As the MLB non-waiver trade deadline approaches, the question is will the New York Mets be buyers or sellers? Actually, they don’t have to be either. In fact, they don’t even have to make a move before the July 31 deadline.

The Mets are not in a position to dismantle the team, nor are they in a position to trade prospects for a one-year rental player. They should trade for players who will be in their control for multiple years. In other words, if they are going to buy, it should be for the future, not just this year. If they’re going to sell, it should be from a position of strength.

Bartolo Colon is an example of this kind of trade candidate. The Mets have a surplus of starting pitching, even though Jon Niese‘s shoulder health is questionable and neither Noah Syndergaard nor Rafael Montero have developed into major league pitchers yet. Colon is 41, and he’s due the rest of his $9 million salary this year and $11 million next year. Though he’s shown signs of regression, he still has plenty left in the tank for a pennant race. If a contending team (with money) needs a rent-a-pitcher, Bartolo’s a good option.

But the Mets can wait until the Aug. 31 waiver trade deadline to make a trade. They did it last year, sending John Buck and Marlon Byrd to the Pittsburgh Pirates for Vic Black and Dilson Herrera. Black has been a key part of the Mets’ resurgent bullpen this year, and Herrera has quickly become the best all-around second baseman in their farm system. The trick is, whomever they decide to trade must pass through waivers first.

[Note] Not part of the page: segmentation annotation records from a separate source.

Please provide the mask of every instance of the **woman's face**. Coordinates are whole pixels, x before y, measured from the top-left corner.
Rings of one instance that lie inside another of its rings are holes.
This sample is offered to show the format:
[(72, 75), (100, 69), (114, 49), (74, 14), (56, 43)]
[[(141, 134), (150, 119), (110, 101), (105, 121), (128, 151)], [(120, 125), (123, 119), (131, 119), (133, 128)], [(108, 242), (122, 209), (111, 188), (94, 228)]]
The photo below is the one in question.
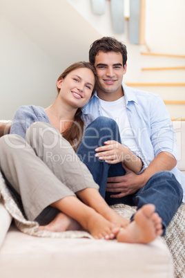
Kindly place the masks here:
[(92, 71), (87, 68), (77, 68), (59, 80), (59, 95), (72, 108), (82, 107), (91, 97), (95, 78)]

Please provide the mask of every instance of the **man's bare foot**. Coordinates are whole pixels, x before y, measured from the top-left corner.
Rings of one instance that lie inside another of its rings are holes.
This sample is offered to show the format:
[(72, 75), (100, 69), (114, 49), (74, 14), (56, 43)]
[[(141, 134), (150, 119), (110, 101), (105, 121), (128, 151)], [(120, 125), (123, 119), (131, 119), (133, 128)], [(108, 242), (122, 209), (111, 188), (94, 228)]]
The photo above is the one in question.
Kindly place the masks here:
[(163, 232), (162, 219), (155, 212), (154, 205), (144, 205), (135, 214), (134, 221), (117, 236), (119, 242), (148, 243)]
[(38, 230), (43, 230), (51, 232), (64, 232), (67, 230), (83, 230), (83, 228), (75, 220), (62, 212), (59, 212), (49, 224), (39, 226), (38, 228)]

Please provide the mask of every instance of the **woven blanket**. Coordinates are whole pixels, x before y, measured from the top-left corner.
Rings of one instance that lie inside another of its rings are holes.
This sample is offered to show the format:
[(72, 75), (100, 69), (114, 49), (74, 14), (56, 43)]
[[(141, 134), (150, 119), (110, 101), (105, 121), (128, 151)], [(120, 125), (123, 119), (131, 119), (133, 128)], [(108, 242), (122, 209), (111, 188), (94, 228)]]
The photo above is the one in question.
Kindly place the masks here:
[[(87, 232), (66, 231), (53, 232), (46, 230), (38, 231), (39, 224), (25, 219), (15, 201), (6, 187), (0, 172), (0, 194), (6, 210), (13, 217), (17, 228), (26, 234), (41, 237), (52, 238), (81, 238), (93, 239)], [(122, 216), (129, 219), (136, 211), (135, 207), (117, 204), (111, 207)], [(183, 203), (168, 225), (166, 235), (162, 240), (169, 248), (174, 261), (175, 277), (185, 277), (185, 203)]]

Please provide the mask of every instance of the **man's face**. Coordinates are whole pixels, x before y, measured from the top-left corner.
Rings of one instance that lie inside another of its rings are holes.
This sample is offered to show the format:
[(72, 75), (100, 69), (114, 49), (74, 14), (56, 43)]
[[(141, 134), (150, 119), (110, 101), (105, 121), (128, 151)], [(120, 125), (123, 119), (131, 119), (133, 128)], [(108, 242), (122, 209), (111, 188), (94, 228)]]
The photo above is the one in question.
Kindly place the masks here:
[(126, 65), (123, 66), (121, 53), (99, 51), (95, 57), (95, 66), (98, 75), (98, 96), (110, 101), (123, 96), (121, 82)]

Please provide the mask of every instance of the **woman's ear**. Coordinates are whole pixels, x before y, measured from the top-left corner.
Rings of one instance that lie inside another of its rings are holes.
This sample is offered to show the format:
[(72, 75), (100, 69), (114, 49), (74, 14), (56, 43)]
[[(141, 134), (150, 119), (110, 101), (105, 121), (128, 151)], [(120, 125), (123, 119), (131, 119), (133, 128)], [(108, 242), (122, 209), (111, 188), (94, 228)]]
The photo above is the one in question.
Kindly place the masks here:
[(63, 78), (59, 79), (57, 82), (57, 88), (61, 89)]

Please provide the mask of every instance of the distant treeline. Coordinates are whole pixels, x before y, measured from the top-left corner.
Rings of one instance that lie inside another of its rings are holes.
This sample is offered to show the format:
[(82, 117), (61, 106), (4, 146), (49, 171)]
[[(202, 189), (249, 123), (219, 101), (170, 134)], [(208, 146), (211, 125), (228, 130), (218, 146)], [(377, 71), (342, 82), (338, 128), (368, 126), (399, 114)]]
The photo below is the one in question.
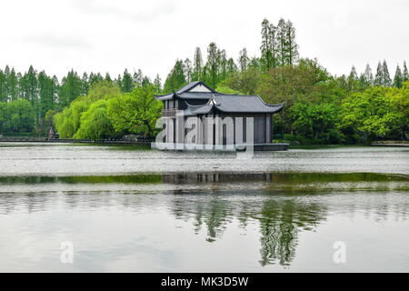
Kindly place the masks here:
[[(404, 139), (409, 124), (408, 79), (405, 62), (396, 66), (392, 77), (384, 60), (374, 73), (367, 65), (362, 74), (353, 66), (349, 75), (332, 75), (318, 60), (299, 56), (291, 21), (280, 19), (274, 25), (264, 19), (259, 56), (250, 56), (243, 48), (234, 60), (211, 43), (205, 57), (197, 47), (193, 61), (177, 59), (163, 87), (158, 75), (152, 81), (141, 70), (134, 74), (125, 70), (115, 79), (99, 73), (80, 77), (71, 71), (59, 82), (33, 67), (24, 75), (6, 67), (0, 71), (0, 132), (44, 135), (54, 120), (64, 137), (153, 135), (155, 130), (148, 127), (160, 115), (153, 94), (170, 93), (187, 82), (201, 80), (219, 92), (256, 94), (268, 103), (285, 102), (284, 110), (274, 118), (275, 139), (303, 144)], [(153, 110), (143, 106), (137, 111), (141, 98)], [(125, 99), (134, 108), (128, 116), (134, 120), (122, 118), (118, 125), (114, 104), (119, 108)], [(138, 115), (143, 116), (138, 119)], [(96, 131), (84, 127), (98, 123), (104, 126)]]
[(71, 70), (61, 81), (45, 71), (37, 72), (30, 65), (21, 74), (6, 65), (0, 69), (0, 135), (24, 133), (44, 135), (52, 124), (53, 115), (68, 106), (76, 97), (86, 95), (93, 85), (106, 81), (131, 92), (138, 85), (151, 84), (161, 90), (157, 75), (152, 82), (141, 70), (133, 75), (125, 69), (116, 78), (106, 73), (84, 73), (82, 76)]

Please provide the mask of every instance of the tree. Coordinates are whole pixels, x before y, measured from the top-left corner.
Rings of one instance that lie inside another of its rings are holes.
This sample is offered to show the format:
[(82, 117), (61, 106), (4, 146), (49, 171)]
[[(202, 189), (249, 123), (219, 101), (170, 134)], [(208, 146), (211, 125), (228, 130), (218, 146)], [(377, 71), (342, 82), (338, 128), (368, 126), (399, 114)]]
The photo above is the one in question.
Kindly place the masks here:
[(353, 65), (351, 73), (348, 75), (348, 88), (349, 90), (354, 90), (356, 88), (358, 83), (358, 75), (356, 74), (356, 69)]
[(192, 81), (192, 62), (189, 60), (189, 58), (186, 58), (184, 63), (184, 73), (185, 73), (185, 78), (187, 82)]
[(9, 100), (17, 100), (18, 98), (18, 77), (15, 68), (12, 68), (7, 77), (7, 92)]
[(174, 68), (166, 77), (164, 85), (164, 92), (175, 92), (186, 84), (184, 72), (184, 63), (182, 60), (176, 60)]
[(234, 60), (230, 57), (227, 60), (227, 75), (232, 75), (233, 74), (234, 74), (235, 72), (237, 72), (237, 65), (234, 64)]
[(18, 99), (7, 103), (4, 119), (5, 132), (29, 133), (34, 129), (35, 113), (28, 100)]
[(154, 90), (153, 85), (137, 87), (108, 101), (108, 116), (116, 132), (153, 136), (162, 109), (162, 102), (155, 99)]
[(404, 84), (404, 76), (402, 75), (401, 68), (399, 67), (398, 65), (396, 66), (396, 72), (394, 73), (394, 87), (401, 88), (403, 84)]
[(295, 28), (293, 23), (288, 20), (285, 23), (285, 53), (286, 53), (286, 65), (294, 65), (298, 60), (298, 45), (295, 41)]
[(388, 65), (386, 65), (385, 60), (384, 60), (384, 63), (382, 64), (382, 72), (384, 75), (383, 85), (387, 86), (387, 87), (392, 86), (392, 79), (391, 79), (391, 76), (389, 75)]
[(245, 47), (239, 52), (239, 67), (240, 72), (244, 72), (247, 69), (248, 64), (250, 62), (250, 58), (247, 55), (247, 50)]
[(208, 82), (211, 87), (215, 87), (217, 85), (217, 76), (218, 76), (218, 51), (217, 45), (215, 43), (210, 43), (207, 47), (207, 64), (209, 71), (209, 78)]
[(334, 104), (297, 102), (289, 109), (288, 115), (296, 135), (314, 143), (328, 144), (342, 141), (342, 135), (336, 130), (338, 112)]
[(120, 95), (119, 87), (108, 81), (100, 81), (91, 85), (85, 96), (75, 99), (69, 106), (54, 117), (54, 124), (60, 137), (72, 138), (81, 126), (81, 117), (91, 105), (98, 100), (108, 100)]
[[(260, 46), (261, 50), (261, 60), (263, 64), (263, 69), (267, 71), (273, 67), (273, 44), (272, 44), (272, 28), (274, 26), (270, 25), (270, 22), (267, 19), (264, 19), (262, 22), (262, 45)], [(275, 37), (275, 29), (274, 30), (274, 35)]]
[(0, 102), (7, 102), (7, 78), (5, 73), (0, 70)]
[(372, 87), (343, 100), (338, 128), (350, 142), (369, 142), (375, 138), (402, 138), (406, 119), (394, 109), (391, 88)]
[(364, 81), (369, 86), (374, 85), (374, 75), (372, 74), (372, 69), (369, 64), (366, 64), (365, 71), (364, 73)]
[(403, 81), (406, 82), (409, 80), (409, 73), (407, 72), (406, 62), (404, 62), (404, 74), (402, 75)]
[(122, 77), (121, 90), (122, 92), (131, 92), (134, 89), (134, 80), (132, 79), (131, 74), (125, 69)]
[(280, 18), (277, 25), (277, 41), (280, 65), (283, 67), (288, 65), (286, 24), (283, 18)]
[(161, 93), (162, 92), (162, 84), (161, 84), (161, 77), (159, 76), (159, 74), (156, 75), (156, 77), (154, 81), (154, 87), (155, 93)]
[(202, 80), (202, 70), (203, 70), (202, 52), (200, 50), (200, 47), (196, 47), (194, 57), (192, 81)]
[(97, 100), (81, 116), (80, 127), (74, 138), (101, 140), (115, 135), (114, 127), (106, 112), (107, 101)]
[[(91, 75), (95, 78), (93, 73), (91, 73)], [(90, 84), (93, 83), (90, 81)], [(59, 92), (61, 106), (67, 106), (74, 99), (80, 96), (83, 92), (84, 86), (81, 78), (76, 72), (71, 70), (62, 80)]]
[(378, 66), (376, 67), (376, 75), (374, 81), (374, 85), (384, 85), (384, 71), (382, 69), (381, 62), (378, 62)]

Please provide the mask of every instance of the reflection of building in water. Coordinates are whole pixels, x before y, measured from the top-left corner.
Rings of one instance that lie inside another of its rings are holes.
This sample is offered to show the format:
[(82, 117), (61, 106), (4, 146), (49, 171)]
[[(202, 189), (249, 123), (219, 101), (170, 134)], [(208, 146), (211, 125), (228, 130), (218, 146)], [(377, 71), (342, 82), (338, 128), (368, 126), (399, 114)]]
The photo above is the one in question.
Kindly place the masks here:
[(162, 140), (152, 144), (155, 148), (214, 150), (246, 145), (254, 150), (288, 148), (288, 144), (272, 143), (273, 115), (283, 110), (284, 104), (266, 104), (258, 95), (218, 93), (201, 81), (155, 98), (164, 103), (165, 127)]
[[(220, 176), (219, 176), (220, 178)], [(260, 196), (258, 196), (260, 197)], [(243, 199), (242, 199), (243, 198)], [(174, 215), (179, 219), (193, 218), (195, 232), (203, 227), (206, 240), (221, 238), (228, 225), (234, 219), (246, 228), (247, 222), (260, 224), (260, 255), (262, 266), (280, 264), (289, 266), (295, 256), (298, 234), (313, 230), (325, 219), (326, 207), (283, 196), (265, 196), (263, 199), (227, 197), (213, 193), (211, 196), (175, 196)]]
[(296, 200), (267, 200), (262, 207), (260, 242), (262, 266), (278, 262), (289, 266), (295, 255), (298, 233), (311, 230), (324, 220), (325, 208), (322, 205), (304, 204)]
[(272, 174), (185, 173), (164, 175), (162, 179), (169, 184), (272, 181)]

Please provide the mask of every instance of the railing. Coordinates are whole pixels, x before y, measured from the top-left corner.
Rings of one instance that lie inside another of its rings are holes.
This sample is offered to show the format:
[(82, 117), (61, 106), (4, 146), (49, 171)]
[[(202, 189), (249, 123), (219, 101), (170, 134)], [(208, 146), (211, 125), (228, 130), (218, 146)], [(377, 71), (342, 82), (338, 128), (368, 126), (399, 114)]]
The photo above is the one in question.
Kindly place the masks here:
[(177, 109), (163, 109), (162, 116), (164, 117), (174, 117), (176, 115)]

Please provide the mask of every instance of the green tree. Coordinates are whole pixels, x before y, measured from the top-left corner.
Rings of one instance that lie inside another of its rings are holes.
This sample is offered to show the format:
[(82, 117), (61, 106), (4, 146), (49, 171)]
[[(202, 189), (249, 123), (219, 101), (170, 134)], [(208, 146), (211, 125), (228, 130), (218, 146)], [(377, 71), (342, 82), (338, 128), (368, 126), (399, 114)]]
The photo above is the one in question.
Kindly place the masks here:
[(155, 99), (154, 91), (153, 85), (140, 86), (108, 101), (108, 117), (116, 132), (153, 136), (162, 109), (162, 102)]
[(161, 81), (162, 81), (161, 77), (159, 76), (159, 74), (157, 74), (156, 77), (155, 78), (155, 81), (154, 81), (155, 92), (156, 94), (162, 92), (162, 83), (161, 83)]
[(391, 88), (373, 87), (343, 100), (337, 126), (350, 142), (401, 138), (404, 115), (394, 110), (391, 92)]
[(165, 81), (164, 92), (175, 92), (186, 84), (184, 72), (184, 63), (182, 60), (176, 60), (174, 68), (169, 73)]
[(81, 117), (91, 105), (100, 99), (111, 99), (121, 94), (118, 86), (112, 82), (100, 81), (94, 83), (88, 95), (79, 96), (69, 106), (54, 117), (54, 124), (60, 137), (72, 138), (81, 126)]
[(381, 62), (378, 62), (378, 66), (376, 67), (376, 75), (374, 80), (374, 85), (384, 85), (384, 71), (382, 69)]
[(383, 85), (387, 86), (387, 87), (392, 86), (392, 79), (389, 75), (388, 65), (386, 65), (385, 60), (384, 60), (384, 63), (382, 64), (382, 72), (384, 75)]
[(111, 120), (106, 112), (107, 101), (97, 100), (84, 112), (81, 116), (80, 127), (74, 138), (101, 140), (115, 135)]
[(244, 49), (242, 49), (239, 52), (238, 64), (239, 64), (240, 72), (244, 72), (247, 69), (249, 62), (250, 62), (250, 58), (248, 57), (247, 50), (244, 47)]
[(202, 80), (203, 58), (200, 47), (196, 47), (194, 57), (194, 67), (192, 74), (192, 81)]
[(125, 69), (124, 72), (124, 75), (122, 76), (122, 84), (121, 84), (121, 90), (122, 92), (131, 92), (134, 89), (134, 80), (132, 78), (131, 74), (128, 73), (128, 70)]
[(404, 82), (406, 82), (409, 80), (409, 73), (407, 72), (406, 62), (404, 62), (404, 74), (402, 75), (402, 78), (403, 78)]
[(394, 87), (401, 88), (403, 84), (404, 84), (404, 76), (402, 75), (401, 68), (399, 67), (398, 65), (396, 66), (396, 72), (394, 73)]
[(34, 129), (35, 113), (28, 100), (10, 101), (5, 107), (4, 130), (6, 133), (30, 133)]
[(208, 67), (208, 82), (211, 87), (215, 87), (217, 85), (218, 77), (218, 49), (215, 43), (210, 43), (207, 47), (207, 67)]
[[(94, 77), (94, 74), (91, 73)], [(91, 82), (90, 82), (91, 83)], [(78, 74), (74, 70), (68, 72), (67, 75), (62, 79), (59, 90), (59, 99), (62, 107), (68, 106), (69, 104), (80, 96), (84, 92), (84, 85)]]

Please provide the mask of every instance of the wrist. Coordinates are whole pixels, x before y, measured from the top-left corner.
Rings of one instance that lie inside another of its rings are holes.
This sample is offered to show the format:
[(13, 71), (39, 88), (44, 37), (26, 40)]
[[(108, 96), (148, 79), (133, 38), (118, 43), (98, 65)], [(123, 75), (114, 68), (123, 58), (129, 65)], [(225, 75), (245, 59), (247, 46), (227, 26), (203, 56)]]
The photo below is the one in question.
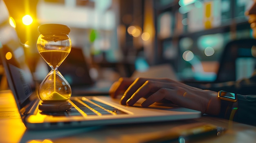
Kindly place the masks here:
[(218, 97), (218, 92), (210, 90), (206, 90), (209, 95), (208, 106), (205, 114), (211, 115), (218, 115), (220, 111), (220, 99)]

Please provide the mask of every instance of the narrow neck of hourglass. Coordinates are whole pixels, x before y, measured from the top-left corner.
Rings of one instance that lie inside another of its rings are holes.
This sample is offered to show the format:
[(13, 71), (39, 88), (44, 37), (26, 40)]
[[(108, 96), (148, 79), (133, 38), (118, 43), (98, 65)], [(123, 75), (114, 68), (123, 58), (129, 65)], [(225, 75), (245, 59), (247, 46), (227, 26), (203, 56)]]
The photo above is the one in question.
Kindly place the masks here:
[(50, 65), (50, 67), (52, 69), (52, 70), (58, 70), (58, 66), (57, 66), (56, 67), (54, 67), (53, 66)]

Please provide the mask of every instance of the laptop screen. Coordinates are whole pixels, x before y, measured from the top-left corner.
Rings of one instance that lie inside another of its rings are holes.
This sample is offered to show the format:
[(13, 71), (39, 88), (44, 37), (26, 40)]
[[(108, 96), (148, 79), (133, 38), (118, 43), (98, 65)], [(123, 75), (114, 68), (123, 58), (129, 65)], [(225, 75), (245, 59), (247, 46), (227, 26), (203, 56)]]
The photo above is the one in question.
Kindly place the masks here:
[(0, 56), (5, 70), (9, 88), (20, 108), (31, 100), (31, 95), (35, 88), (31, 73), (25, 58), (24, 47), (20, 43), (14, 28), (9, 23), (5, 4), (0, 0)]

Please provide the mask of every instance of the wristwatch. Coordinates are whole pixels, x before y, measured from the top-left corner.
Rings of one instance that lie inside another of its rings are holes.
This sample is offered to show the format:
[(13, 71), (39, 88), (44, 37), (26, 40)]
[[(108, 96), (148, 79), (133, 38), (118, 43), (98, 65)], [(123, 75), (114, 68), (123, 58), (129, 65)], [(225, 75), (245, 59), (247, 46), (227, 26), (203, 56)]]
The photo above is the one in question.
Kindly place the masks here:
[(218, 97), (222, 100), (236, 102), (237, 101), (237, 96), (234, 93), (228, 92), (223, 90), (219, 91)]
[(233, 120), (234, 114), (238, 109), (237, 95), (234, 93), (220, 90), (218, 97), (220, 99), (220, 117)]

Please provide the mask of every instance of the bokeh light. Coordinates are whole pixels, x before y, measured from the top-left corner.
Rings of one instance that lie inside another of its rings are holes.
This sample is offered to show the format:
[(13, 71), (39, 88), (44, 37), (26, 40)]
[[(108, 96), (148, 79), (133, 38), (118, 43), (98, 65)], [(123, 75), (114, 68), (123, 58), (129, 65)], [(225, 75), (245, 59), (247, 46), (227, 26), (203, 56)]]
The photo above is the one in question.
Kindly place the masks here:
[(150, 35), (148, 32), (144, 32), (141, 34), (141, 39), (144, 41), (148, 41), (150, 38)]
[(22, 18), (22, 22), (25, 25), (29, 25), (33, 22), (33, 18), (29, 15), (26, 15)]
[(7, 60), (11, 59), (12, 57), (12, 54), (11, 54), (11, 53), (8, 52), (6, 53), (6, 54), (5, 54), (5, 58)]
[(214, 53), (214, 49), (211, 47), (207, 47), (204, 50), (204, 54), (207, 56), (211, 56)]
[(190, 51), (186, 51), (183, 53), (182, 57), (186, 61), (191, 61), (194, 58), (194, 54)]

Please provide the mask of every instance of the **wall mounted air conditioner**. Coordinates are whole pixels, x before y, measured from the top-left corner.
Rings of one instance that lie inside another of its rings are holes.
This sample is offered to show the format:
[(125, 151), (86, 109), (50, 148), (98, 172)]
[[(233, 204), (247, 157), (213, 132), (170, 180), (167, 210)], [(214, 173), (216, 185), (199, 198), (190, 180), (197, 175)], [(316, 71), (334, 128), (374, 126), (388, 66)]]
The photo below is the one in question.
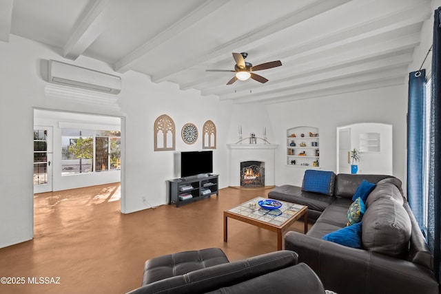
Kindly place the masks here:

Many teams are waiting until August to execute trades these days. With two Wild Card teams in each league, more teams are in contention longer. A borderline team like the Mets may not know whether they are buyers or sellers until after July 31. And if the Mets do sell, they should do so carefully. They have some useful pieces for next year, like their young pitching staff. It wouldn’t make sense to do a Miami Marlins-style sell-off at this point.